The changes come after President Abdel Fattah al-Sisi announced last November that the law should be more balanced.

"The House of Representatives has finally approved a number of important bills (including the draft law governing the work of civil society)," the parliament said on its website.

The new bill still prohibits foreign organizations from using their headquarters for "unauthorized activities", unspecified, according to a modified version of the law in the local media.

NGOs are also prohibited from transferring or receiving funds from persons or entities, other than predetermined sources, without official authorization.

The amendments remove jail sentences but provide for fines of up to one million Egyptian pounds (more than $ 55,000), according to local media reports.

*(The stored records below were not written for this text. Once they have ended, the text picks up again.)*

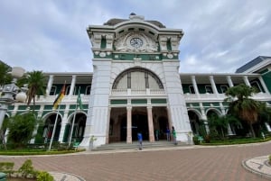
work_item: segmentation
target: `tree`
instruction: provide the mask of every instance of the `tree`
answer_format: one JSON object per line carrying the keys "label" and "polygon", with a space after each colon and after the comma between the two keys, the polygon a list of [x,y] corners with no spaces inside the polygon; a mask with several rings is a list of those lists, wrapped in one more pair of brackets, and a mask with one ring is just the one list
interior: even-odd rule
{"label": "tree", "polygon": [[36,95],[44,95],[46,80],[42,71],[33,71],[28,72],[26,75],[26,83],[28,84],[27,91],[27,106],[33,101],[33,109],[35,106],[35,96]]}
{"label": "tree", "polygon": [[255,138],[253,124],[257,122],[258,113],[264,105],[261,102],[250,98],[253,93],[256,93],[253,87],[241,84],[226,91],[225,95],[228,97],[225,101],[230,102],[229,104],[230,113],[248,123]]}
{"label": "tree", "polygon": [[228,131],[229,125],[240,125],[240,122],[232,115],[210,116],[208,118],[210,130],[216,130],[219,135],[224,139],[225,132]]}
{"label": "tree", "polygon": [[33,132],[38,121],[33,112],[16,114],[9,118],[7,141],[14,143],[15,148],[25,146],[33,138]]}
{"label": "tree", "polygon": [[11,68],[0,61],[0,86],[11,83],[12,76],[8,74],[10,71]]}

Last week, 10 Egyptian human rights groups, including the Cairo Institute for Human Rights Studies, rejected the amendments, saying they were still too restrictive.

"The majority of the changes to the NGO bill are misleading and superficial," they said in a statement urging the international community to intervene.

The legislator Mohamed Abu Hamed however defended the modified version.

"The law (…) responds to all the concerns voiced by local and foreign civil society groups," the MP told AFP.

"This removes all restrictions on freedoms," he added, referring to the exclusion of prison sentences.

He added that local NGOs could receive foreign funds provided that the authorities have been informed and that the organization does not violate any law.

More than two-thirds of the 596 seats in Parliament approved the bill, but only six MPs rejected it, local media said.

"The project will be sent to the presidency for ratification," Abu Hamed said.

Foreign financing has been a controversial political issue since the 2011 revolution that toppled Hocris Mubarak, a longtime autocrat, in 2011.

Last December, a court acquitted 43 NGO staff, including Americans and Europeans, accused of receiving illicit foreign funds to stir up unrest during the uprising.

Sisi has been condemned by the international community for its crackdown on civil society groups since taking office in 2014, a year after the fall of Islamist President Mohamed Morsi.

Rights groups have regularly accused his government of human rights violations and repression of dissidents.